Winter Johanna, Ellerbrock Malte, Jäkel Oliver, Greilich Steffen, Bangert Mark
Department of Medical Physics in Radiation Oncology, German Cancer Research Center (DKFZ), Im Neuenheimer Feld 280, 69120 Heidelberg, Germany.
Department of Physics and Astronomy, Heidelberg University, Heidelberg, Germany.
Phys Imaging Radiat Oncol. 2020 May 26;14:32-38. doi: 10.1016/j.phro.2020.05.001. eCollection 2020 Apr.
Proton therapy may be promising for treating non-small-cell lung cancer due to lower doses to the lung and heart, as compared to photon therapy. A reported challenge is degradation, , a smoothing of the depth-dose distribution due to heterogeneous lung tissue. For pencil beams, this causes a distal falloff widening and a peak-to-plateau ratio decrease, not considered in clinical treatment planning systems.
We present a degradation model implemented into an analytical dose calculation, fully integrated into a treatment planning workflow. Degradation effects were investigated on target dose, distal dose falloffs, and mean lung dose for ten patient cases with varying anatomical characteristics.
For patients with pronounced range straggling (in our study large tumors, or lesions close to the mediastinum), degradation effects were restricted to a maximum decrease in target coverage ( of the planning target volume) of 1.4%. The median broadening of the distal 80-20% dose falloffs was 0.5 mm at the maximum. For small target volumes deep inside lung tissue, however, the target underdose increased considerably by up to 26%. The mean lung dose was not negatively affected by degradation in any of the investigated cases.
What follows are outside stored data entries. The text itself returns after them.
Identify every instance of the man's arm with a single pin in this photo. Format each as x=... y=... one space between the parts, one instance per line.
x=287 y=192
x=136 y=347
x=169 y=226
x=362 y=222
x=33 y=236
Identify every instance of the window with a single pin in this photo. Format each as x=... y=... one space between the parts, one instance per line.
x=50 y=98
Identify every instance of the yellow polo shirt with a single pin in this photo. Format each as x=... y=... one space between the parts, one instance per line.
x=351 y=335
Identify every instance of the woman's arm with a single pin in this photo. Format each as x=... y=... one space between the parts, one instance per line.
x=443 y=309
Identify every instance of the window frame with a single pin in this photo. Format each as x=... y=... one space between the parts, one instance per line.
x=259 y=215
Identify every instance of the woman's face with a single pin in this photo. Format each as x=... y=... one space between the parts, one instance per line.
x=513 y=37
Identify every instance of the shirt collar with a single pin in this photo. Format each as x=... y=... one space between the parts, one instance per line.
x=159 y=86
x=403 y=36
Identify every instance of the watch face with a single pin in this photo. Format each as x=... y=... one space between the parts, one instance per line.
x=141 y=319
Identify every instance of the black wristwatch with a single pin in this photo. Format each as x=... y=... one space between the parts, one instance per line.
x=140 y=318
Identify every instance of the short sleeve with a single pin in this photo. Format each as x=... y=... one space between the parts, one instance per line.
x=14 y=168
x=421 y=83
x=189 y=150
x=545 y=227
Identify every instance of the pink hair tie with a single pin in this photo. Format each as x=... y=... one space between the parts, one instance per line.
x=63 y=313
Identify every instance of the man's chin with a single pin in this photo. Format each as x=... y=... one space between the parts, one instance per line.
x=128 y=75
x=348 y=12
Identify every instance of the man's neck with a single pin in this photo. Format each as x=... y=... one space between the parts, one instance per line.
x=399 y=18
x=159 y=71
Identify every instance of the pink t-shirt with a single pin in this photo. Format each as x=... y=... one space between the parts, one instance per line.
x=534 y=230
For most cases, dose degradation due to heterogeneous lung tissue did not yield critical organ at risk overdosing or overall target underdosing. However, for small and deep-seated tumors which can only be reached by penetrating lung tissue, we have seen substantial local underdose, which deserves further investigation, also considering other prevalent sources of uncertainty.
与光子治疗相比,质子治疗对肺部和心脏的剂量较低,在治疗非小细胞肺癌方面可能具有前景。据报道,一个挑战是降解,即由于肺组织不均匀导致深度剂量分布平滑。对于笔形束,这会导致远端剂量下降变宽和峰谷比降低,而临床治疗计划系统中并未考虑这些因素。
我们提出了一种降解模型,该模型已应用于解析剂量计算中,并完全集成到治疗计划工作流程中。针对十例具有不同解剖特征患者的靶区剂量、远端剂量下降和平均肺剂量,研究了降解效应。
对于射程离散明显的患者(在我们的研究中为大肿瘤或靠近纵隔的病变),降解效应导致靶区覆盖度(计划靶体积的)最大降低1.4%。远端80 - 20%剂量下降的最大中位增宽为0.5毫米。然而,对于肺组织深处的小靶区体积,靶区剂量不足最多可显著增加26%。在任何研究病例中,平均肺剂量均未受到降解的负面影响。
在大多数情况下,肺组织不均匀导致的剂量降解不会使危及器官的剂量过量或总体靶区剂量不足。然而,对于只能通过穿透肺组织才能到达的小而深部的肿瘤,我们观察到了显著的局部剂量不足,这值得进一步研究,同时也应考虑其他常见的不确定性来源。